The economy has grown around 2% on average over the past decade. Many economists believe sustained growth at more than 3% will be difficult to achieve without a sharp rebound in productivity growth and a reversal in the slowing expansion of the U.S. labor force, developments few are projecting. Worker productivity growth has slowed to 0.7% a year since 2010, a sharp slowdown from rates exceeding 3% in the late 1990s and early 2000s.
William Mauldin and Devlin Barrett report at The Wall Street Journal:
The Trump administration is considering changing the way it calculates U.S. trade deficits, a shift that would make the country’s trade gap appear larger than it had in past years, according to people involved in the discussions.
The leading idea under consideration would exclude from U.S. exports any goods first imported into the country, such as cars, and then transferred to a third country like Canada or Mexico unchanged, these people told The Wall Street Journal.
Economists say that approach would inflate trade deficit numbers because it would typically count goods as imports when they come into the country but not count the same goods when they go back out, known as re-exports.
Data on trade balances and surpluses, widely followed by Congress, are at the center of a political battle over whether existing trade agreements should be retained, renegotiated or tossed out altogether.
A larger trade deficit would give the Trump administration ammunition in arguing that trade deals need to be renegotiated, and might help boost political support for imposing tariffs.
Ana Swanson explains at The Washington Post:
The dollar figures, which come from the Treasury Department, are accurate, but they deserve a lot more context.
For one, Trump is citing such a narrow window of time that the statistics he’s pointing to don’t mean very much.
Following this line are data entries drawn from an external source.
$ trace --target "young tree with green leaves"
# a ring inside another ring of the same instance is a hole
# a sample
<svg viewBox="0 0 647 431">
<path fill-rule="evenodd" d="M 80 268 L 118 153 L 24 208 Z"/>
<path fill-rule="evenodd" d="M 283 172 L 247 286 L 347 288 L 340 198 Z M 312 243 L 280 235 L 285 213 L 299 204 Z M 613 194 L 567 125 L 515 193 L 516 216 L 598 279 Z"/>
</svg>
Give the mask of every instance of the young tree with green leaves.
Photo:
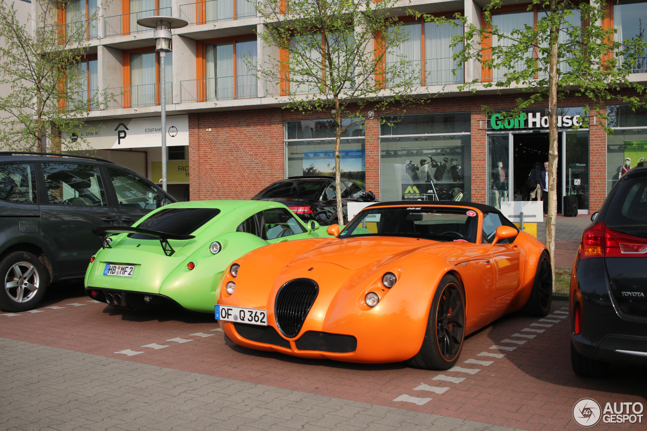
<svg viewBox="0 0 647 431">
<path fill-rule="evenodd" d="M 647 39 L 642 31 L 624 40 L 617 30 L 602 23 L 609 13 L 604 0 L 532 0 L 527 10 L 537 10 L 536 22 L 510 28 L 503 15 L 497 15 L 501 0 L 491 0 L 482 10 L 481 25 L 456 14 L 462 36 L 452 38 L 461 49 L 454 56 L 458 63 L 479 61 L 492 76 L 481 76 L 459 86 L 476 91 L 488 88 L 516 88 L 522 91 L 510 116 L 532 104 L 548 100 L 549 186 L 546 245 L 551 254 L 554 288 L 555 218 L 557 213 L 557 117 L 560 101 L 569 94 L 586 98 L 589 113 L 602 119 L 608 132 L 603 104 L 628 104 L 632 109 L 647 106 L 644 83 L 632 81 L 630 74 L 645 67 Z M 422 15 L 412 11 L 419 16 Z M 446 17 L 424 15 L 425 19 L 450 23 Z M 455 21 L 454 21 L 455 22 Z M 485 106 L 490 114 L 492 110 Z M 586 126 L 587 125 L 584 125 Z"/>
<path fill-rule="evenodd" d="M 0 0 L 0 84 L 5 89 L 0 94 L 0 148 L 47 152 L 48 139 L 75 135 L 91 107 L 100 104 L 98 93 L 87 90 L 81 67 L 98 10 L 59 24 L 59 10 L 69 3 L 37 1 L 38 16 L 24 22 L 13 2 Z M 66 142 L 73 149 L 84 144 L 82 137 Z"/>
<path fill-rule="evenodd" d="M 394 17 L 396 0 L 268 0 L 259 2 L 263 20 L 259 38 L 275 54 L 256 68 L 270 95 L 285 107 L 330 113 L 336 126 L 334 172 L 338 223 L 344 213 L 340 188 L 340 142 L 348 127 L 386 112 L 402 113 L 421 91 L 421 65 L 390 56 L 402 41 Z M 404 11 L 400 11 L 404 14 Z"/>
</svg>

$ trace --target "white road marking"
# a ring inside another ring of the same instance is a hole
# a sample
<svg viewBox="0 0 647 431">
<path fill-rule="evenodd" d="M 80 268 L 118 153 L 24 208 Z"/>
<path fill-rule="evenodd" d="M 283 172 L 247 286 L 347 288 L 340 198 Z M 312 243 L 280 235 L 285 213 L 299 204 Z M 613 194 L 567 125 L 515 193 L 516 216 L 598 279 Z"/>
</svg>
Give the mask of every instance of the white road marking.
<svg viewBox="0 0 647 431">
<path fill-rule="evenodd" d="M 529 327 L 525 327 L 521 329 L 521 332 L 536 332 L 541 334 L 543 332 L 545 332 L 545 329 L 532 329 Z"/>
<path fill-rule="evenodd" d="M 510 340 L 509 338 L 505 338 L 505 340 L 501 340 L 499 342 L 499 343 L 514 343 L 515 344 L 525 344 L 528 342 L 526 340 Z"/>
<path fill-rule="evenodd" d="M 203 338 L 206 338 L 208 337 L 214 337 L 215 334 L 205 334 L 204 332 L 196 332 L 195 334 L 189 334 L 189 337 L 195 335 L 195 337 L 201 337 Z"/>
<path fill-rule="evenodd" d="M 139 355 L 140 353 L 143 353 L 143 351 L 135 351 L 135 350 L 131 350 L 130 349 L 126 349 L 126 350 L 120 350 L 119 351 L 115 352 L 115 353 L 119 353 L 120 355 L 126 355 L 126 356 L 135 356 L 135 355 Z"/>
<path fill-rule="evenodd" d="M 433 392 L 434 393 L 444 393 L 449 390 L 449 388 L 444 386 L 430 386 L 428 384 L 425 384 L 424 383 L 421 383 L 415 388 L 413 388 L 414 391 L 427 391 L 428 392 Z"/>
<path fill-rule="evenodd" d="M 490 353 L 488 351 L 482 351 L 480 353 L 477 353 L 476 356 L 488 356 L 492 358 L 498 358 L 499 359 L 501 359 L 505 356 L 505 353 Z"/>
<path fill-rule="evenodd" d="M 448 375 L 445 375 L 444 374 L 439 374 L 437 376 L 434 376 L 432 378 L 432 380 L 441 380 L 443 382 L 452 382 L 452 383 L 460 383 L 461 382 L 465 380 L 466 377 L 450 377 Z"/>
<path fill-rule="evenodd" d="M 467 373 L 468 374 L 476 374 L 479 371 L 478 368 L 463 368 L 463 367 L 452 367 L 447 371 L 453 371 L 457 373 Z"/>
<path fill-rule="evenodd" d="M 150 344 L 144 344 L 144 346 L 140 346 L 140 347 L 148 347 L 151 349 L 155 349 L 155 350 L 159 350 L 160 349 L 163 349 L 165 347 L 169 347 L 169 346 L 165 344 L 158 344 L 157 343 L 151 343 Z"/>
<path fill-rule="evenodd" d="M 494 363 L 494 360 L 478 360 L 477 359 L 466 359 L 463 361 L 463 364 L 476 364 L 477 365 L 483 365 L 486 367 L 489 366 Z"/>
<path fill-rule="evenodd" d="M 508 351 L 512 351 L 516 350 L 516 348 L 509 347 L 507 346 L 497 346 L 494 345 L 490 348 L 490 349 L 498 349 L 499 350 L 507 350 Z"/>
<path fill-rule="evenodd" d="M 195 340 L 187 340 L 186 338 L 181 338 L 179 337 L 176 337 L 174 338 L 170 338 L 169 340 L 166 340 L 166 341 L 175 341 L 176 343 L 180 343 L 181 344 L 182 343 L 188 343 L 190 341 L 195 341 Z"/>
<path fill-rule="evenodd" d="M 402 394 L 399 395 L 397 398 L 393 399 L 394 401 L 402 401 L 404 403 L 413 403 L 413 404 L 417 404 L 419 406 L 424 406 L 427 403 L 433 399 L 433 398 L 418 398 L 417 397 L 411 397 L 411 395 L 408 395 Z"/>
</svg>

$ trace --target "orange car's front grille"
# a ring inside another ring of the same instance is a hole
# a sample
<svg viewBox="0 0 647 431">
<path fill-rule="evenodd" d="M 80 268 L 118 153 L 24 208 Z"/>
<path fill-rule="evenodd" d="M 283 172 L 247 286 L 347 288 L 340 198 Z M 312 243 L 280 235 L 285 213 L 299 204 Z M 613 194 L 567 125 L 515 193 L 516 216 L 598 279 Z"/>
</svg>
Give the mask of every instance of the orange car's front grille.
<svg viewBox="0 0 647 431">
<path fill-rule="evenodd" d="M 281 286 L 276 294 L 274 316 L 283 335 L 296 337 L 318 294 L 319 286 L 310 278 L 295 278 Z"/>
</svg>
The level of debt fluctuates day to day and week to week, depending on seasonal changes in growth and when the government makes payments, collects tax revenue, issues new debt and other debt matures — making the data very susceptible to cherry-picking.
Using the same logic, for example, you could claim that after four days in office Trump increased outstanding public debt by more than $10 billion, and that Obama had reduced it by $6 billion.
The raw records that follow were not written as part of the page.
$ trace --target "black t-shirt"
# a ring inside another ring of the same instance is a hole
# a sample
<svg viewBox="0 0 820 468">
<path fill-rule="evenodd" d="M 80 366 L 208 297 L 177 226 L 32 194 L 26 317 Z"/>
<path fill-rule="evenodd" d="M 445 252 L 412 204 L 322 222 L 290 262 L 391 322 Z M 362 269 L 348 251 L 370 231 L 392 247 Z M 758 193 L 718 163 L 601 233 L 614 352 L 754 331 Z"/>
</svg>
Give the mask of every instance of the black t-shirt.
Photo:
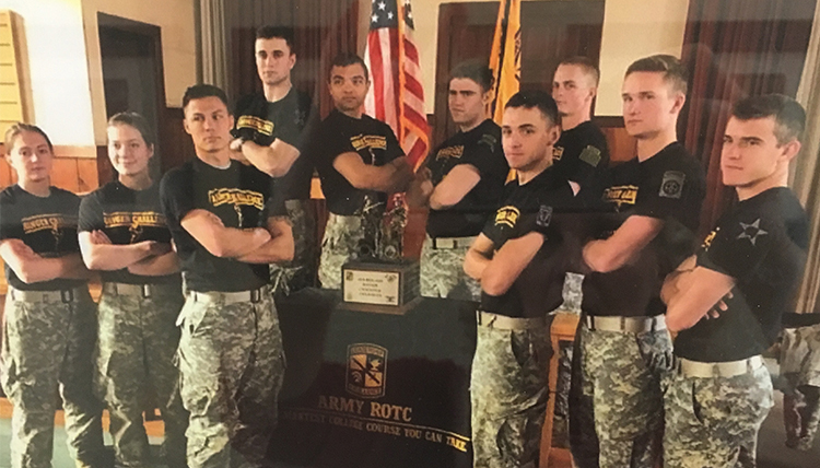
<svg viewBox="0 0 820 468">
<path fill-rule="evenodd" d="M 284 201 L 273 192 L 270 176 L 235 161 L 221 169 L 197 157 L 165 174 L 160 184 L 162 211 L 188 289 L 248 291 L 268 282 L 268 265 L 215 257 L 183 229 L 180 221 L 191 210 L 203 209 L 219 217 L 225 227 L 266 227 L 269 218 L 288 214 Z"/>
<path fill-rule="evenodd" d="M 355 152 L 365 164 L 375 166 L 383 166 L 405 155 L 387 124 L 367 115 L 360 119 L 353 118 L 336 109 L 321 121 L 316 144 L 312 148 L 311 153 L 319 172 L 327 208 L 331 213 L 342 215 L 355 214 L 361 210 L 366 195 L 373 197 L 374 201 L 382 202 L 387 201 L 387 195 L 360 190 L 350 185 L 333 168 L 333 161 L 339 154 Z"/>
<path fill-rule="evenodd" d="M 77 239 L 80 198 L 61 188 L 50 187 L 50 190 L 48 197 L 37 197 L 15 184 L 0 192 L 0 241 L 21 239 L 43 257 L 80 254 Z M 61 278 L 26 284 L 8 264 L 5 279 L 24 291 L 55 291 L 85 284 L 85 280 Z"/>
<path fill-rule="evenodd" d="M 666 312 L 660 286 L 694 251 L 706 182 L 700 164 L 675 142 L 644 162 L 636 157 L 608 171 L 595 235 L 609 237 L 631 215 L 664 221 L 658 235 L 624 267 L 590 273 L 582 307 L 590 315 L 655 316 Z"/>
<path fill-rule="evenodd" d="M 142 241 L 171 243 L 171 231 L 160 208 L 160 186 L 132 190 L 119 180 L 106 184 L 83 198 L 80 203 L 79 231 L 103 231 L 116 245 Z M 179 280 L 178 273 L 148 277 L 133 274 L 127 268 L 101 271 L 103 281 L 143 284 Z"/>
<path fill-rule="evenodd" d="M 809 220 L 785 187 L 771 188 L 725 214 L 698 250 L 698 265 L 733 277 L 719 317 L 682 330 L 675 353 L 701 362 L 737 361 L 765 351 L 800 283 Z"/>
<path fill-rule="evenodd" d="M 544 242 L 532 261 L 506 293 L 492 296 L 481 292 L 481 309 L 508 317 L 543 317 L 561 305 L 564 256 L 560 255 L 561 215 L 572 207 L 572 195 L 563 190 L 566 180 L 553 171 L 543 171 L 525 185 L 507 183 L 501 208 L 484 226 L 483 234 L 494 250 L 509 239 L 530 232 L 543 234 Z"/>
<path fill-rule="evenodd" d="M 266 119 L 243 118 L 246 114 L 267 115 Z M 262 94 L 251 94 L 236 103 L 235 128 L 254 128 L 261 136 L 256 142 L 269 147 L 279 139 L 300 151 L 300 156 L 288 174 L 277 182 L 277 197 L 283 200 L 307 200 L 311 198 L 313 163 L 305 148 L 313 138 L 319 113 L 313 107 L 311 96 L 291 87 L 281 100 L 271 103 Z"/>
<path fill-rule="evenodd" d="M 459 164 L 475 166 L 481 180 L 453 207 L 430 210 L 427 234 L 431 237 L 478 235 L 487 219 L 499 208 L 509 165 L 501 148 L 501 127 L 490 119 L 470 131 L 454 134 L 430 153 L 427 167 L 433 185 Z"/>
<path fill-rule="evenodd" d="M 552 148 L 554 171 L 581 186 L 577 197 L 585 203 L 600 197 L 604 173 L 609 165 L 607 137 L 590 120 L 561 132 Z"/>
</svg>

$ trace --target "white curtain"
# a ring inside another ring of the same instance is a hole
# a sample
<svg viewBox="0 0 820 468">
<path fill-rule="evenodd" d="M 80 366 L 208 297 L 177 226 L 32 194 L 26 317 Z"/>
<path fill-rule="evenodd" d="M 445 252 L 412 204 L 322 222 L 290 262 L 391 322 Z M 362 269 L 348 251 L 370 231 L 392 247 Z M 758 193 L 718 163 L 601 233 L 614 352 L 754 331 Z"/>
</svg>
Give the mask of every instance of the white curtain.
<svg viewBox="0 0 820 468">
<path fill-rule="evenodd" d="M 811 220 L 809 258 L 797 297 L 797 312 L 812 313 L 820 293 L 820 4 L 815 9 L 797 101 L 806 108 L 806 133 L 803 150 L 792 164 L 790 186 Z"/>
<path fill-rule="evenodd" d="M 225 0 L 199 0 L 202 82 L 229 91 Z"/>
</svg>

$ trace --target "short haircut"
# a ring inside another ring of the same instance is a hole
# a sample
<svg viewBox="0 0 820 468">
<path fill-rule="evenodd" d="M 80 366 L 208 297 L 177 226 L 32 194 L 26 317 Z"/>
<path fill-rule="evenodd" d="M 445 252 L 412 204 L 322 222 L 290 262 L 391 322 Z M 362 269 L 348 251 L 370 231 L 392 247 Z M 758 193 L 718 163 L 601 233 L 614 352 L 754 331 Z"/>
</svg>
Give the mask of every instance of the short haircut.
<svg viewBox="0 0 820 468">
<path fill-rule="evenodd" d="M 519 91 L 513 95 L 504 105 L 505 109 L 524 107 L 525 109 L 538 108 L 552 125 L 561 125 L 558 113 L 558 104 L 550 93 L 543 90 Z"/>
<path fill-rule="evenodd" d="M 738 120 L 774 117 L 774 136 L 780 144 L 799 140 L 806 129 L 806 110 L 797 101 L 783 94 L 742 98 L 733 106 L 731 116 Z"/>
<path fill-rule="evenodd" d="M 581 68 L 584 74 L 591 78 L 593 83 L 598 86 L 598 83 L 600 82 L 600 70 L 598 69 L 598 65 L 594 62 L 593 59 L 583 56 L 569 57 L 561 60 L 558 66 L 561 67 L 562 65 L 574 65 L 575 67 Z"/>
<path fill-rule="evenodd" d="M 673 91 L 687 94 L 689 87 L 689 71 L 683 67 L 680 60 L 673 56 L 658 54 L 635 60 L 626 69 L 624 78 L 637 71 L 663 73 L 664 81 L 671 84 Z"/>
<path fill-rule="evenodd" d="M 341 52 L 336 56 L 332 62 L 330 62 L 330 69 L 328 69 L 327 73 L 328 81 L 330 81 L 330 71 L 333 69 L 333 67 L 350 67 L 351 65 L 356 63 L 362 66 L 362 70 L 364 70 L 364 79 L 371 81 L 370 70 L 367 70 L 367 66 L 364 63 L 364 60 L 358 55 L 350 52 Z"/>
<path fill-rule="evenodd" d="M 256 30 L 257 39 L 284 39 L 293 54 L 293 28 L 288 26 L 261 26 Z"/>
<path fill-rule="evenodd" d="M 449 81 L 456 78 L 472 80 L 481 86 L 481 91 L 488 92 L 493 87 L 493 72 L 485 63 L 478 60 L 468 60 L 458 63 L 449 72 Z"/>
<path fill-rule="evenodd" d="M 48 150 L 54 153 L 54 144 L 51 144 L 51 139 L 48 138 L 45 131 L 43 131 L 42 128 L 37 127 L 36 125 L 31 124 L 23 124 L 22 121 L 19 121 L 16 124 L 12 124 L 11 127 L 9 127 L 8 130 L 5 130 L 5 139 L 3 140 L 4 147 L 5 147 L 5 154 L 11 155 L 11 148 L 14 144 L 14 139 L 20 136 L 20 133 L 24 131 L 31 131 L 32 133 L 39 133 L 43 138 L 46 139 L 46 144 L 48 144 Z"/>
<path fill-rule="evenodd" d="M 125 112 L 113 115 L 112 118 L 108 119 L 108 127 L 117 125 L 127 125 L 137 129 L 148 147 L 153 147 L 154 143 L 156 143 L 156 139 L 148 125 L 148 120 L 145 120 L 145 117 L 142 117 L 137 113 Z"/>
<path fill-rule="evenodd" d="M 192 100 L 201 100 L 203 97 L 219 97 L 220 101 L 227 107 L 227 95 L 224 91 L 222 91 L 220 87 L 214 86 L 213 84 L 195 84 L 187 90 L 185 90 L 185 95 L 183 95 L 183 110 L 185 110 L 188 107 L 188 103 L 190 103 Z M 227 107 L 227 112 L 231 112 L 231 108 Z"/>
</svg>

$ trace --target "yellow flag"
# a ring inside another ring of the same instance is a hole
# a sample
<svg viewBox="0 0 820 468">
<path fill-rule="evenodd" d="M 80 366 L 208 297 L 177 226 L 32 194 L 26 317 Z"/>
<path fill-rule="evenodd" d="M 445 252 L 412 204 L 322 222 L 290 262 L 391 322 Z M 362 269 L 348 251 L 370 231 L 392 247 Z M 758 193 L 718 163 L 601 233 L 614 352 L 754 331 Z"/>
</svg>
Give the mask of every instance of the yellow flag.
<svg viewBox="0 0 820 468">
<path fill-rule="evenodd" d="M 490 52 L 490 69 L 493 72 L 493 120 L 501 125 L 504 104 L 518 92 L 522 80 L 522 3 L 520 0 L 504 0 L 499 8 L 495 22 L 493 48 Z"/>
</svg>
On Thursday, the public debt outstanding was $19.9 trillion — or, to be more exact, $19,913,903,120,188.10. And while that is less than it was on Inauguration Day, it's $29.2 billion more than it was on Feb. 8. All that goes to say you can't pay attention to infinitesimal movements in the debt week-to-week.
It’s impossible to know whether Trump’s election has really had time to filter through to concretely affect the economy. Congress has not passed any of his policies yet. The stock market has certainly continued to boom, but it was already rising before the election.